Substituting the expressions for M1, M2, M3, M4 into the beam equation and solving for the deflection gives us

{\begin{aligned}w_{1}&={\frac {5}{3EI}}\,x^{3}+C_{1}+C_{2}\,x\\w_{2}&={\frac {1}{24EI}}\,x^{2}\,\left[x^{2}+600-4R_{a}(x-30)\right]+C_{3}+C_{4}\,x\\w_{3}&={\frac {1}{100EI}}\left[{\frac {x^{3}}{3}}(-625+30R_{a}-2M_{c})-50x^{2}(-675+30R_{a}-M_{c})\right]+C_{5}+C_{6}\,x\\w_{4}&={\frac {1}{100EI}}\left[{\frac {x^{3}}{3}}(-625+30R_{a}-2M_{c})-50x^{2}(-625+30R_{a}-M_{c})\right]+C_{7}+C_{8}\,x\end{aligned}} ### Step 8: Apply boundary conditions

Now we will apply displacement boundary conditions for the four segments to determine the integration constants.

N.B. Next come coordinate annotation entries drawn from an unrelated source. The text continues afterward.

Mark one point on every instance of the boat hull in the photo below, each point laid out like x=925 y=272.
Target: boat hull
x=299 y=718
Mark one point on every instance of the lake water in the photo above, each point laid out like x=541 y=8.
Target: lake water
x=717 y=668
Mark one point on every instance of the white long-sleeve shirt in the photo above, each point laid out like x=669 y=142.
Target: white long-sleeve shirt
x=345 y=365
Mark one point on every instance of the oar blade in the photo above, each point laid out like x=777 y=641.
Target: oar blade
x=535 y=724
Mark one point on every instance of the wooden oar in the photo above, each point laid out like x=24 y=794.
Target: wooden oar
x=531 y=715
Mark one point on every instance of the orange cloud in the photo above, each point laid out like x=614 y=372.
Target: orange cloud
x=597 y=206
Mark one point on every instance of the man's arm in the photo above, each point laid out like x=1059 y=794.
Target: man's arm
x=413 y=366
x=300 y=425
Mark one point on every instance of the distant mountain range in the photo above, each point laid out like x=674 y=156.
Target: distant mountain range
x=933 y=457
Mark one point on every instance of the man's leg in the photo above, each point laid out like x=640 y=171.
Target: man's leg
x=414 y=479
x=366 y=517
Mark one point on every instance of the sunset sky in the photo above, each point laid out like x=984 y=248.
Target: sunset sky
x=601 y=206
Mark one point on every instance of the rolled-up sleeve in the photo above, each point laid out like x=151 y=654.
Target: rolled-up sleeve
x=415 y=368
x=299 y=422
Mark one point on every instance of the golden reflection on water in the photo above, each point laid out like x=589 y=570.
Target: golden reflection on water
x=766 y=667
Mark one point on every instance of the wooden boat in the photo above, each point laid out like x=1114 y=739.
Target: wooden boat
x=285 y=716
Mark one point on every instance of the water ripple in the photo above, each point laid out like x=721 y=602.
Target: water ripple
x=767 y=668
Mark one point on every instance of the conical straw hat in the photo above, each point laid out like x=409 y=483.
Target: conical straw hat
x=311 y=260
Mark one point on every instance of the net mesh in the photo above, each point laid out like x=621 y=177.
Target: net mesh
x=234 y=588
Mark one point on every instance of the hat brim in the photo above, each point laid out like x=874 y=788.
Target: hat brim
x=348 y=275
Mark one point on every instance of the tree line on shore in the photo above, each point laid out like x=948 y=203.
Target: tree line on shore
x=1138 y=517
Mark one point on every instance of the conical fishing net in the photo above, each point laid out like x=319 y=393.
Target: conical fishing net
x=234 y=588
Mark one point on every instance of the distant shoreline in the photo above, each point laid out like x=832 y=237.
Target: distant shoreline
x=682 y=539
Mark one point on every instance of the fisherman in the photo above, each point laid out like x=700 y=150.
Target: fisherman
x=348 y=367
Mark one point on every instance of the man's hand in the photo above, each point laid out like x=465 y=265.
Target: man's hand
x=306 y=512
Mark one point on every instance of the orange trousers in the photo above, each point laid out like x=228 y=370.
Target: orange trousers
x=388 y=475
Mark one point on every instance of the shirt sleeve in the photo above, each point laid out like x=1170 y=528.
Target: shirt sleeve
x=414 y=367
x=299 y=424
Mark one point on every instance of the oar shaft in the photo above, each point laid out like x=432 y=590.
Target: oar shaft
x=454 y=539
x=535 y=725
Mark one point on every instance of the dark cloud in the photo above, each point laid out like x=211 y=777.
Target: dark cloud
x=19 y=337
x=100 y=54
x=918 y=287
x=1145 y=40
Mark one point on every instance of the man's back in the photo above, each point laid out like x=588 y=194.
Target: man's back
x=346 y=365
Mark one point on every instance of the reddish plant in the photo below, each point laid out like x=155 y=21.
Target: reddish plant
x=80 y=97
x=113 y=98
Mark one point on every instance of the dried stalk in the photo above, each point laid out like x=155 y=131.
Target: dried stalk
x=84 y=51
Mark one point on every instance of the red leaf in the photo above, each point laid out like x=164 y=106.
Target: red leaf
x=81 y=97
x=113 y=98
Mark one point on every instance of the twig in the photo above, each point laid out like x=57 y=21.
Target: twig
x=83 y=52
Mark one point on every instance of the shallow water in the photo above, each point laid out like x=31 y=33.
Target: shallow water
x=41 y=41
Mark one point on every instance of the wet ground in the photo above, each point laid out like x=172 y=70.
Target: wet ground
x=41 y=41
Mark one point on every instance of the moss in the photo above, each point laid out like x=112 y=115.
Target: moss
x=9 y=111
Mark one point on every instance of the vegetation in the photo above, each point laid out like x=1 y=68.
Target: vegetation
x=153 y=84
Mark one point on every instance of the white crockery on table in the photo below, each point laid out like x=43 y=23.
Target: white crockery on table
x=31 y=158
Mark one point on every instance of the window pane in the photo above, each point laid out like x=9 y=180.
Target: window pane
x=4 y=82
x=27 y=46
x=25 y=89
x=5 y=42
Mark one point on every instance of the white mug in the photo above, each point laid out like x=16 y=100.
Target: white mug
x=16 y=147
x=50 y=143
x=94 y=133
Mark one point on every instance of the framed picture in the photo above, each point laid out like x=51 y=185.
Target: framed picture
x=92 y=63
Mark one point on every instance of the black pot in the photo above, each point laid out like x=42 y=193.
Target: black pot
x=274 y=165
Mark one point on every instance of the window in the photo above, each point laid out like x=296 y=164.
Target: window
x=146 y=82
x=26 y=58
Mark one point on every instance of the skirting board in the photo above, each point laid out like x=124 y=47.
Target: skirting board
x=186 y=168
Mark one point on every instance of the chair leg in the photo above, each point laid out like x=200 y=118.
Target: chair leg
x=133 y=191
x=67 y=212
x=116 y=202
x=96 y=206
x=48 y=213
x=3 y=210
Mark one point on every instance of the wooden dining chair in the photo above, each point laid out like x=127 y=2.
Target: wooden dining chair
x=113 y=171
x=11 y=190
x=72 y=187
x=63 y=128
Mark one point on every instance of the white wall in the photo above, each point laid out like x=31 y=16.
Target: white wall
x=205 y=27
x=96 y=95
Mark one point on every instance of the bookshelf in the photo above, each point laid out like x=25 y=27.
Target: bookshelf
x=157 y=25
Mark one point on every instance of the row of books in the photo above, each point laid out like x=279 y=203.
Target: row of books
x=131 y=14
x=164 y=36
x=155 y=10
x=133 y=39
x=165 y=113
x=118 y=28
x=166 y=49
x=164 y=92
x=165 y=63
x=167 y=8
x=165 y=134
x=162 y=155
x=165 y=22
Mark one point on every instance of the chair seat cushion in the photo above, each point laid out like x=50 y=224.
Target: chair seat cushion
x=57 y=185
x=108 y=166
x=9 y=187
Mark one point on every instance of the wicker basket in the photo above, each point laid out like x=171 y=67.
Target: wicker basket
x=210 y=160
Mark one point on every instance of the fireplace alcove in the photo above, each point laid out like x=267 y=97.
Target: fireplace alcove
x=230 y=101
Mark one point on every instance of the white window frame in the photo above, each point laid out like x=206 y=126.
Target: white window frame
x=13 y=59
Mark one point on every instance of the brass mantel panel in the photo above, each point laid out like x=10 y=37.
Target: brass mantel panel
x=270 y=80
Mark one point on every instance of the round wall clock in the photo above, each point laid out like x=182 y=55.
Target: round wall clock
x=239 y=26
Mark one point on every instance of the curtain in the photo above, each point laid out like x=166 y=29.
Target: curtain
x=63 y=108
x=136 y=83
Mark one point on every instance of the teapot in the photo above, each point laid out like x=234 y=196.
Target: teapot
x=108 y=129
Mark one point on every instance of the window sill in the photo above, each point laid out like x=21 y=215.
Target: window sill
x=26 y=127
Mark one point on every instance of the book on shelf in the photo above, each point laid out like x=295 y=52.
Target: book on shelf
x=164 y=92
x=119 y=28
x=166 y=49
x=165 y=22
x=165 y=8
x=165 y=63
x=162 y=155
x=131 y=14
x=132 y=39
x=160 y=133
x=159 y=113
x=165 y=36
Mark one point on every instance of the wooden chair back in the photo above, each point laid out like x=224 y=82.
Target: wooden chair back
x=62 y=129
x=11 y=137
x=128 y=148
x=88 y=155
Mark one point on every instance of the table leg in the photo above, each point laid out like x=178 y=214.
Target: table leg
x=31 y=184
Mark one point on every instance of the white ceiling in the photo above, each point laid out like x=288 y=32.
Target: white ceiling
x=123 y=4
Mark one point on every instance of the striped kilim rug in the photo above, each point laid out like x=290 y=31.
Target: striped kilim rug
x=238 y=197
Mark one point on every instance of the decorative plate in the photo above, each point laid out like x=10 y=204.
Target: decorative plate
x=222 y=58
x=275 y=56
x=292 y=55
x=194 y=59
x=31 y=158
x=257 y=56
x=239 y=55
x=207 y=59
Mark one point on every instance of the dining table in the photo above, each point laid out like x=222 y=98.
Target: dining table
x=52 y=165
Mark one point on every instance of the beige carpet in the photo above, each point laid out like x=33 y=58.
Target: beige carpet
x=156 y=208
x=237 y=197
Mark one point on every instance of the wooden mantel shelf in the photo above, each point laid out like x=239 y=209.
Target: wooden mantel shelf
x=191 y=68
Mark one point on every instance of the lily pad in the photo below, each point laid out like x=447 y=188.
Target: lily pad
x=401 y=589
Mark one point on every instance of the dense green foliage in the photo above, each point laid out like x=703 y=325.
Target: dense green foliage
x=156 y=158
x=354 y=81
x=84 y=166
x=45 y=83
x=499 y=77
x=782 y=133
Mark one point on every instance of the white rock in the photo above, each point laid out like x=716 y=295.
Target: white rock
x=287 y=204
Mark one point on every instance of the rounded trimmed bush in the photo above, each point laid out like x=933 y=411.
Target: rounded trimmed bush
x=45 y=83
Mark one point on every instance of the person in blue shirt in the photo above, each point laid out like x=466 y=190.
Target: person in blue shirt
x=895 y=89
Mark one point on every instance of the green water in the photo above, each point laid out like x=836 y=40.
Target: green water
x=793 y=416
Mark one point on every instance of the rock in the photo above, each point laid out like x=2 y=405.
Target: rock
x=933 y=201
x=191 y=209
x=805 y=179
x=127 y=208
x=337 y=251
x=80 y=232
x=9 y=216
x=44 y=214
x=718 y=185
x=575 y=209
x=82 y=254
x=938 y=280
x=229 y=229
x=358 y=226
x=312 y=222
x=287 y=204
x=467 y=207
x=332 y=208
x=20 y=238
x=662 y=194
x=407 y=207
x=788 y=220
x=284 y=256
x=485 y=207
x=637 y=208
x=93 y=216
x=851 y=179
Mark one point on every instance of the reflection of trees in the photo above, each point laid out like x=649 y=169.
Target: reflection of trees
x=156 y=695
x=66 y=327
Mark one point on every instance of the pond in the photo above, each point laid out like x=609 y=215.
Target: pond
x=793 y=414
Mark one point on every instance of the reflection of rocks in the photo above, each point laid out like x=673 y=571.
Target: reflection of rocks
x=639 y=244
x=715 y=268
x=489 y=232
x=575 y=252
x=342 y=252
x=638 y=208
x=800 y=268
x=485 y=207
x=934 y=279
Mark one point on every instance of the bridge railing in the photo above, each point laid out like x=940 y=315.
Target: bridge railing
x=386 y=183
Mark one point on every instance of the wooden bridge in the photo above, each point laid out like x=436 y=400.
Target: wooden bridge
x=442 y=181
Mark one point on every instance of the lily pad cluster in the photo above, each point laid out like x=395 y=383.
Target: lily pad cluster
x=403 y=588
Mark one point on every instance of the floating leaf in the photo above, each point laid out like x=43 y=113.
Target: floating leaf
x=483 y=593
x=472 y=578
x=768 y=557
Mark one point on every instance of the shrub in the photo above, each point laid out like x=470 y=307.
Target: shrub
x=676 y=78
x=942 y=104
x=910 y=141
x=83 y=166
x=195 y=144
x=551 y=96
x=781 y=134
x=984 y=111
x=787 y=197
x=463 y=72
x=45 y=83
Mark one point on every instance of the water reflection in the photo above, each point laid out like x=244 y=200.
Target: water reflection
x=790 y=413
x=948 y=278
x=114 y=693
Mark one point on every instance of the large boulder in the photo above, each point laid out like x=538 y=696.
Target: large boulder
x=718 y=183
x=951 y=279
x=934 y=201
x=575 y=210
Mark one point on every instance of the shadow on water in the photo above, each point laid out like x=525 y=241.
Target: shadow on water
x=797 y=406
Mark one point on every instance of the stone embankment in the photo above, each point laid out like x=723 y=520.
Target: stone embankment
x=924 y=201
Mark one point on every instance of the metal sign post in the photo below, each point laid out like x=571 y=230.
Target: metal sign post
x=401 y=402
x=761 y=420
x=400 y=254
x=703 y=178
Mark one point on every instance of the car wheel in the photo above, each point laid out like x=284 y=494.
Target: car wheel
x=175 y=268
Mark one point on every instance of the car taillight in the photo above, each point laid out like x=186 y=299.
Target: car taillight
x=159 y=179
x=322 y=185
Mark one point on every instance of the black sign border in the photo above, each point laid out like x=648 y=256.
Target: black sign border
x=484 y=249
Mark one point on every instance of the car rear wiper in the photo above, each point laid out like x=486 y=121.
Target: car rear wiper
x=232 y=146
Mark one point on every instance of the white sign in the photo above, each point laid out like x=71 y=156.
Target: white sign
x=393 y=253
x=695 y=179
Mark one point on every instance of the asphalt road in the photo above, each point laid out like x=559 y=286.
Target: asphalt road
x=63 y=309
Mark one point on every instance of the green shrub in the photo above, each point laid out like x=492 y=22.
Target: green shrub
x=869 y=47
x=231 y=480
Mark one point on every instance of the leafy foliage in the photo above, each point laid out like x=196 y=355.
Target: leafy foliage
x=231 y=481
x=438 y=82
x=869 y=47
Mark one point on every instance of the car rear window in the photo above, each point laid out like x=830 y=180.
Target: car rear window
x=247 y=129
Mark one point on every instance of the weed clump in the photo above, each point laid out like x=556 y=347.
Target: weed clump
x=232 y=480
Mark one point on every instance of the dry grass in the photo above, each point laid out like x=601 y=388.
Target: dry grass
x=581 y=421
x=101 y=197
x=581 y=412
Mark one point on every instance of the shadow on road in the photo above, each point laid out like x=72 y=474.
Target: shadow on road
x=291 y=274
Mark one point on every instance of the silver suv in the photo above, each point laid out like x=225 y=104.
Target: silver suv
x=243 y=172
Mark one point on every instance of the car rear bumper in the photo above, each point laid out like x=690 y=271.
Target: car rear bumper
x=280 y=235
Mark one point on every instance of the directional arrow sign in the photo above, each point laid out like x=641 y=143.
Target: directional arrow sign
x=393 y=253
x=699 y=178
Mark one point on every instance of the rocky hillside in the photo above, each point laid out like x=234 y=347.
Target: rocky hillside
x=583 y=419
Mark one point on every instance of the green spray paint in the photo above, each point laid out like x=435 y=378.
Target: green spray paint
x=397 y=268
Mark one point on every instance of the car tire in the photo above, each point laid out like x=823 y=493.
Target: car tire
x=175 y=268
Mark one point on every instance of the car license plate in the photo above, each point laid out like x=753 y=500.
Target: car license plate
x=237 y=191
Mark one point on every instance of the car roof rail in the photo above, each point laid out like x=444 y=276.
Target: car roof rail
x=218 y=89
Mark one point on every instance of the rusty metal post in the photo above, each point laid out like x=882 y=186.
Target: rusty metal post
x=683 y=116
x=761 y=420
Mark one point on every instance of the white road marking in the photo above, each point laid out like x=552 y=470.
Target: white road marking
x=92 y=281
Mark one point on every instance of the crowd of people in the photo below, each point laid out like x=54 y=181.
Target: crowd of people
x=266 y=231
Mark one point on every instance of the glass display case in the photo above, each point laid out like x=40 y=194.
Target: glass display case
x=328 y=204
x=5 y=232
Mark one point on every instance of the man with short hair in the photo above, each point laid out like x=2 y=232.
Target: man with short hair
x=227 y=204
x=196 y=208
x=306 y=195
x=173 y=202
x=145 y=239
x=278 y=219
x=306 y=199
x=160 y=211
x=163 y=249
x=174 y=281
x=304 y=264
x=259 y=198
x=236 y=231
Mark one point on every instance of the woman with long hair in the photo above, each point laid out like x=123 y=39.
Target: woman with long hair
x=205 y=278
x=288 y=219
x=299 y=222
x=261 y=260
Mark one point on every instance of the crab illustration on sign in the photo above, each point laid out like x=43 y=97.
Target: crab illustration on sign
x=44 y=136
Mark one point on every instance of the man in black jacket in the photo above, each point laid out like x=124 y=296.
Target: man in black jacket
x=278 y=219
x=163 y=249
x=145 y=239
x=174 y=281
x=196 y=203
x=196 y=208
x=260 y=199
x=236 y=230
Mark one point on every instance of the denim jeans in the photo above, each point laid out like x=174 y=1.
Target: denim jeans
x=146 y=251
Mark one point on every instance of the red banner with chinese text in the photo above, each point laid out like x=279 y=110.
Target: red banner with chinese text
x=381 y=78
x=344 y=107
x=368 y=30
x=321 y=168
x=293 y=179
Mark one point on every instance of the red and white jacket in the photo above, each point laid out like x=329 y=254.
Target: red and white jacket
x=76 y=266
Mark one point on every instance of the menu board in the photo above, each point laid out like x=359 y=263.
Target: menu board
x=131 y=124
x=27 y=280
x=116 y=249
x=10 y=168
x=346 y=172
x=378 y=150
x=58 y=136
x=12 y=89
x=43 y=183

For the fourth segment of the beam, we consider the boundary conditions at the clamped end where w4 = dw/dx = 0 at x = 50. Solving for C7 and C8 gives

$C_{7}=-{\frac {1250}{3EI}}(-625+M_{c}+30R_{a})\quad {\text{and}}\quad C_{8}={\frac {125}{EI}}(-125+6R_{a})\,.$ Therefore, we can express w4 as

$w_{4}=-{\frac {1}{300EI}}(x-50)^{2}\left[-5(6R_{a}-125)(x-50)+2M_{c}(x+25)\right]\,.$ Now, w4 = w3 at x = 37.5 (the point of application of the external couple). Also, the slopes of the deflection curves at this point are the same, i.e., dw4/dx = dw3/dx. Using these boundary conditions and solving for C5 and C6, we get

$C_{5}=-{\frac {625}{12EI}}(-5675+8M_{c}+240R_{a})\quad {\text{and}}\quad C_{6}={\frac {250}{EI}}\left(3R_{a}-70\right)\,.$ Substitution of these constants into the expression for w3 gives us

{\begin{aligned}w_{3}={\frac {1}{300EI}}{\Bigl [}&30R_{a}(-50+x)^{3}-2M_{c}(-50+x)^{2}(25+x)-\\&625(-141875+x(8400+(-162+x)x)){\Bigr ]}\,.\end{aligned}} Similarly, at the support between segments 2 and 3 where x = 25, w3 = w2 and dw3/dx = dw2/dx. Using these and solving for C3 and C4 gives

$C_{3}=-{\frac {3125}{24EI}}(-1645+4M_{c}+64R_{a})\quad {\text{and}}\quad C_{4}={\frac {25}{12EI}}\left(-40325+6M_{c}+120R_{a}\right)\,.$ Therefore,

{\begin{aligned}w_{2}={\frac {1}{24EI}}{\Bigl [}&-3125(-1645+4M_{c}+64R_{a})+\\&50(-4025+6M_{c}+120R_{a})x+120(5+R_{a})x^{2}-4R_{a}x^{3}+x^{4}{\Bigr ]}\,.\end{aligned}} At the support between segments 1 and 2, x = 10 and w1 = w2 and dw1/dx = dw2/dx. These boundary conditions give us

$C_{1}=-{\frac {125}{24EI}}(-40145+100M_{c}+1632R_{a})\quad {\text{and}}\quad C_{2}={\frac {25}{4EI}}(-1315+2M_{c}+48R_{a})\,.$ Therefore,

$w_{1}={\frac {5}{24EI}}\left[1026125-39450x+8x^{3}+20M_{c}(-125+3x)+480R_{a}(-85+3x)\right]\,.$ ### Step 9: Solve for Mc and Ra

Because w2 = 0 at x = 25, we can solve for Mc in terms of Ra to get

$M_{c}=175-7.5R_{a}\,.$ Also, since w1 = 0 at x = 10, expressing the deflection in terms of Ra (after eliminating Mc) and solving for Ra, gives

$R_{a}=25.278\quad \implies \quad M_{c}=-14.585\,.$ ### Step 10: Plot bending moment and shear force diagrams

Free-body diagram
Shear force diagram
Bending moment diagram

We can now calculate the reactions Rb and Rc, the bending moments M1, M2, M3, M4, and the shear forces V1, V2, V3, V4. These expressions can then be plotted as a function of length for each segment.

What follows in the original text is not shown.